In its new report “Electric Boats & Ships 2024-2044,” technology company IDTechEx has provided granular 20-year forecasts in unit sales, battery demand and battery market value for the electric ferry, electric cargo/container, electric Ro-Ro, electric cruise, electric OSV, electric tugboat and electric recreational boats by power class. It also shared technology analysis and price information on marine Li-ion battery systems ($/kWh 2020 – 2044) and electric propulsion systems.
The company pointed out that across the land-based electric vehicle sectors, there is mostly a transition to battery-electric propulsion systems over the next two decades, but the case is not so simple for the marine one. Due to the scale of the power, energy and distance requirements for merchant vessels, reducing maritime emissions will require solutions ranging from giant Li-ion battery systems to green hydrogen fuel cells and other alternative fuels, IDTech said.
The report found that cumulative battery deliveries since 2013 are set to surpass the milestone of 1 GWh in 2023, but while growth has been strong in inland and coastal marine sectors, uptake in larger deep-sea vessels is less rapid.
However, IDTechEx noted that is gaining momentum as unprecedented global emissions regulations upcoming from the IMO and EU, which initially targeted NOx, SOx & PM, now focus on carbon & GHG emissions.

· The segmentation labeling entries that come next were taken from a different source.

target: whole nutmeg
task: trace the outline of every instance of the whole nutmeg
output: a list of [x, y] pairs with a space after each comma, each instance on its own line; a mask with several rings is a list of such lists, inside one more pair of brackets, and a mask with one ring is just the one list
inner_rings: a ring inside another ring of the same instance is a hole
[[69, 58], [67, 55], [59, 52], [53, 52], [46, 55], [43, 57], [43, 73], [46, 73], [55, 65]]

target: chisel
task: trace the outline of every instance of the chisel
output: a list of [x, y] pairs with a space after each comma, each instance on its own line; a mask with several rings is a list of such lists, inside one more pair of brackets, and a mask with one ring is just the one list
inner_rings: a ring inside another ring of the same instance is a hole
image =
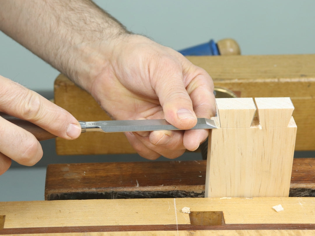
[[[49, 139], [56, 137], [28, 121], [3, 113], [1, 114], [1, 116], [32, 133], [38, 141]], [[213, 120], [205, 118], [198, 118], [197, 120], [197, 124], [190, 129], [216, 128]], [[179, 130], [164, 119], [79, 121], [79, 122], [81, 125], [81, 132], [83, 133], [89, 131], [113, 132]]]

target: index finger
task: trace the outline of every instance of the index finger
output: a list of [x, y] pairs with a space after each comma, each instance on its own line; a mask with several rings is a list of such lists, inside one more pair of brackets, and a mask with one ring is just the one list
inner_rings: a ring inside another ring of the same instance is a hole
[[30, 121], [68, 139], [78, 137], [81, 127], [69, 113], [38, 93], [0, 76], [0, 111]]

To note, the new IMO policy includes an Energy Efficiency Existing Ship Index (EEXI) and the Carbon Intensity Indicator (CII). EEXI ensures a ship is taking technical steps, in terms of how it is equipped and retrofitted, to reduce greenhouse gas emissions, and CII is a measure of the carbon emissions per amount of cargo carried per mile and targets reducing emissions operationally. The measures are expected to become mandatory from 2023, with the first ship ratings given in 2024.
The maritime sector is, therefore, under increasing pressure to decarbonize and meet broader climate goals, IDTechEx said, adding that the solutions are potentially emerging into ‘multiple silver bullets’, each of which can target a specific subsector. For example, batteries for pure electric ferries and tugboats, and green fuels (often paired with batteries) in hybrid sea-going vessels.

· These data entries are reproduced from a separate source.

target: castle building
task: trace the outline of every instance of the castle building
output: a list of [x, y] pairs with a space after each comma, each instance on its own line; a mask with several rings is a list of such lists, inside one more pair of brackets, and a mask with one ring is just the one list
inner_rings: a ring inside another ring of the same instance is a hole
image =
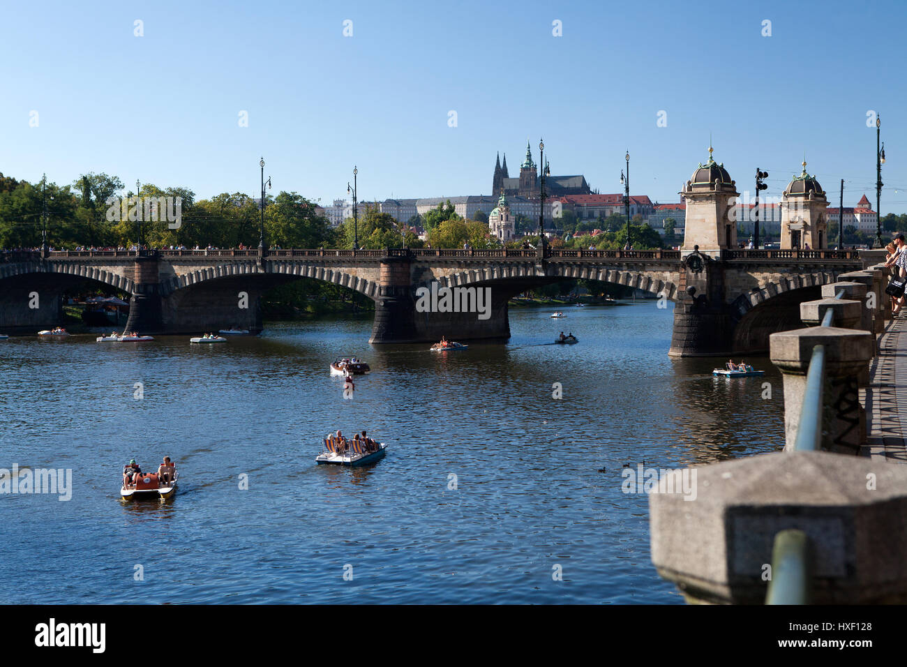
[[[546, 160], [546, 168], [550, 162]], [[511, 178], [507, 171], [507, 155], [504, 154], [503, 164], [498, 160], [494, 164], [494, 177], [492, 181], [492, 192], [503, 193], [508, 197], [522, 197], [529, 200], [539, 199], [539, 167], [532, 161], [532, 150], [526, 142], [526, 157], [520, 164], [520, 175]], [[582, 174], [573, 176], [545, 176], [545, 199], [562, 197], [568, 194], [591, 194], [592, 190], [586, 182]]]
[[708, 147], [708, 162], [693, 172], [683, 186], [680, 196], [687, 210], [682, 252], [689, 254], [696, 245], [699, 250], [718, 257], [721, 250], [736, 248], [736, 185], [724, 163], [712, 159]]
[[503, 190], [501, 191], [497, 207], [488, 216], [488, 231], [502, 242], [511, 240], [516, 236], [516, 222], [511, 215], [510, 204], [507, 203]]
[[805, 248], [822, 250], [828, 244], [828, 222], [825, 209], [828, 200], [825, 191], [815, 180], [806, 173], [806, 161], [803, 172], [787, 183], [781, 195], [781, 249]]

The company further said that pure battery-electric ships are often the best solution where operationally possible, in terms of reducing emissions and, typically, lifetime ROI costs.
It concluded: “By volume, electric recreational & leisure boating is the largest market, with tens of thousands of electric propulsion systems sold yearly… In contrast, several hundred hybrid deep-sea vessels are in-service today. Yet, this sector has the largest market value and demand for maritime batteries in the future due to the vessel sizes and high energy requirements involved, leading to giant battery systems per vessel.”
“Despite high initial CAPEX and energy density limitations, what is clear is that marine battery systems will continue to add value to both the smallest recreational boats and the largest sea-going ships, either by facilitating the leap to pure zero emissions operation or by improving the fuel economy of engines, and even fuel cells, driving a hybrid market.”